Currently the only blocking issue I see for durable functions is https://github.com/Azure/Azurite/issues/268#issuecomment-599877061 where azurite returns a 409 when it should return a 201, so hopefully an azurite resource like @XiaoningLiu can correct that behavior.

XiaoningLiu commented 4 years ago

Hi @JustinGrote, thanks for your investigation, but the pointed code is by design in Azurite.

Azure Storage has the same behavior and will return 409, if:

Actually this is a scenario about atomic "createIfNotExist" operation.

There should some other places make the difference. For example, before the put blob request mentioned, there is a delete request to existing blob, Azure Storage deletes successfully, while Azurite failed. Then comes to the put blob 409. We need more evidences if possible.

JustinGrote commented 4 years ago

I saw that, but what I'm saying is that simply it works with emulator and live accounts but not with azurite, and if I patch out this code, it works.

If you want to drive azurite adoption I'd look into a compatibility flag for this quirk unless a more nuanced reason can be found.

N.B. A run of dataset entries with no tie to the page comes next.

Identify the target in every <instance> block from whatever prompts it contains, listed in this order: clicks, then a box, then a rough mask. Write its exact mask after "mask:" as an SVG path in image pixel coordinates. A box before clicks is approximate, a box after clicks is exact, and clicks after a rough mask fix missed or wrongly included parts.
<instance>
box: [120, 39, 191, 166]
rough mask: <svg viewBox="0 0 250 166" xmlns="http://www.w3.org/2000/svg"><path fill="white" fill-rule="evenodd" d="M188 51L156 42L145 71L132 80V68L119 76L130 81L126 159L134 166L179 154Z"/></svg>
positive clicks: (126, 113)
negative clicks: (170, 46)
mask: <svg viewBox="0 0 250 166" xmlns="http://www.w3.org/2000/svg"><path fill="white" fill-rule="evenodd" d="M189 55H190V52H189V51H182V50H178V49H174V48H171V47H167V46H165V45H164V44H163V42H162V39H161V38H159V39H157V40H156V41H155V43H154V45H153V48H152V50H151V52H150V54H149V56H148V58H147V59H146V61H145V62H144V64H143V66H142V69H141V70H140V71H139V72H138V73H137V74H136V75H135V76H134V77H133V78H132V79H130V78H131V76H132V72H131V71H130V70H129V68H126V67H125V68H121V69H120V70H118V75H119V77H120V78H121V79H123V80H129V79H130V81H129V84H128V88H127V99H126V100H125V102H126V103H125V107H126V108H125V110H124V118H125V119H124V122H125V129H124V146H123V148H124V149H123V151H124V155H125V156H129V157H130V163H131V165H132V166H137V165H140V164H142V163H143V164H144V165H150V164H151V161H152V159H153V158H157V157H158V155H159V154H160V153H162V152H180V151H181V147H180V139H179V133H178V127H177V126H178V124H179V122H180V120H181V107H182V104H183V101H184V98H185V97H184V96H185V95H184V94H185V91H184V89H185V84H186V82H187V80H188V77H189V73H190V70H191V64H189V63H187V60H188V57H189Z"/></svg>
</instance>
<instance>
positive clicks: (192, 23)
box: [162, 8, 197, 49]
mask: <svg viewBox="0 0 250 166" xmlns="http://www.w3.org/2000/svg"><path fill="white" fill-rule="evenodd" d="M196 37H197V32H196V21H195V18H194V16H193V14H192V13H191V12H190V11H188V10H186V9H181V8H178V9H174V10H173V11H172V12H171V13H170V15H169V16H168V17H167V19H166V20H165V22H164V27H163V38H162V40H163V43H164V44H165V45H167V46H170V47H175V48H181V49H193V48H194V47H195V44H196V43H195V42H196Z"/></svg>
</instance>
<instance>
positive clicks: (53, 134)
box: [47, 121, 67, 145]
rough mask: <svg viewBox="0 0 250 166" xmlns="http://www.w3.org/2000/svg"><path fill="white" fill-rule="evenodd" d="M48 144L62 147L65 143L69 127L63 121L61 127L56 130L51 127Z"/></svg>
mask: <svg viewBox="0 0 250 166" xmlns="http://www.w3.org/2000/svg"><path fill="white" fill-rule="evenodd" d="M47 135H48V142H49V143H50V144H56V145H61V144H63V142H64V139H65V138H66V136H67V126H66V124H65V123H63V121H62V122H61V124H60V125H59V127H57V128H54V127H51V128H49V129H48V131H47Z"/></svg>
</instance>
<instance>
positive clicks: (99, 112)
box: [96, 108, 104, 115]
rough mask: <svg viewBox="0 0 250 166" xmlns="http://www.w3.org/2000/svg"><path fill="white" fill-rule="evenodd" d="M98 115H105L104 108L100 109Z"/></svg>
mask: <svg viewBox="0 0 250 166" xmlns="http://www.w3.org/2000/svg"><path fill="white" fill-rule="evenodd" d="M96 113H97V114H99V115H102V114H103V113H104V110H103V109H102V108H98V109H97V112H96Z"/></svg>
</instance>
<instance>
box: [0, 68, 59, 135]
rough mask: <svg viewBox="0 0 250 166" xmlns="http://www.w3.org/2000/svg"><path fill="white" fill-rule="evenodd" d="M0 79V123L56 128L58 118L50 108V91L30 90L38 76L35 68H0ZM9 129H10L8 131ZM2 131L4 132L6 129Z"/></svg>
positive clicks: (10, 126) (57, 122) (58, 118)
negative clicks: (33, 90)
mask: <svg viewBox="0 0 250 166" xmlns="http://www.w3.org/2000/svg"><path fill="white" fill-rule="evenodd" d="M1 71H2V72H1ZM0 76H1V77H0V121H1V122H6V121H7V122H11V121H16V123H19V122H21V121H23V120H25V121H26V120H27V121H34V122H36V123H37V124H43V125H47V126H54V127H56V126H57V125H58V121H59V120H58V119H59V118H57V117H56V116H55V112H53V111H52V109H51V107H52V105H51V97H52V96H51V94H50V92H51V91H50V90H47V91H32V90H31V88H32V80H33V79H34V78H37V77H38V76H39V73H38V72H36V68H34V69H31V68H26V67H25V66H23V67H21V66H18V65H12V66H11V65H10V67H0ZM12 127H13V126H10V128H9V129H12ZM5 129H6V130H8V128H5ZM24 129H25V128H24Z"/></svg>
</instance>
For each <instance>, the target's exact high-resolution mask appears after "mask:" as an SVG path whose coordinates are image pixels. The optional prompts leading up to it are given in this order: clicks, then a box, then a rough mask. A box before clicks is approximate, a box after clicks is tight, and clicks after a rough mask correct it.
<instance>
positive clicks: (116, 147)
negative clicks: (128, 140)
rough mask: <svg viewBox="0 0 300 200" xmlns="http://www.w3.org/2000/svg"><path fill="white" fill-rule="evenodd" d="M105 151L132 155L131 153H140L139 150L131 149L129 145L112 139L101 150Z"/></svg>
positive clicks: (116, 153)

shaunco commented 4 years ago

With Azurite running local or in a local Docker, the Azure Functions Core Tools still tries to run "AzureStorageEmulator.exe start", which causes Visual Studio (2019) to hang for about 2 minutes and then finally report that it was unable to start the Azure Storage Emulator (because the ports are in use), and then it refuses to start the functions runtime. All seems good if I change local.settings.json to use a full connection string to Azurite:

{
  "IsEncrypted": false,
  "Values": {
    "AzureWebJobsStorage": "DefaultEndpointsProtocol=http;AccountName=devstoreaccount1;AccountKey=Eby8vdM02xNOcqFlqUwJPLlmEtlCDXJ1OUzFT50uSRZ6IFsuFq2UVErCz4I6tq/K1SZFPTOtr/KBHBeksoGMGw==;BlobEndpoint=http://127.0.0.1:10000/devstoreaccount1;QueueEndpoint=http://127.0.0.1:10001/devstoreaccount1;",
  }
}

instead of

{
  "IsEncrypted": false,
  "Values": {
    "AzureWebJobsStorage": "UseDevelopmentStorage=true",
  }
}

Not a terribly difficult workaround, but given that

Azure Storage Emulator is discontinued and Azurite is the preferred emulator going forward by Microsoft

It would seem that Azure Functions Core Tools should just work seamlessly with Azurite, or at least document the above change somewhere...

flq commented 3 years ago

So, after copious amounts of Yak shaving it all boils down to azurite not supporting table storage, right?

So on one hand MS says "use azurite". On the other hand, azure core tools' function host won't work properly with azurite, because table storage is missing.

So, what's the guidance here and also especially for non-windows computers?

JustinGrote commented 3 years ago

@flq Azurite has a table storage "alpha" that does work with functions, but it would seem the "official" guidance is still to spin up an Azure Storage account in an azure subscription for non-windows.

https://github.com/Azure/Azurite/tree/table

Development on it looks like it is slowing down tho, no new commits in a month.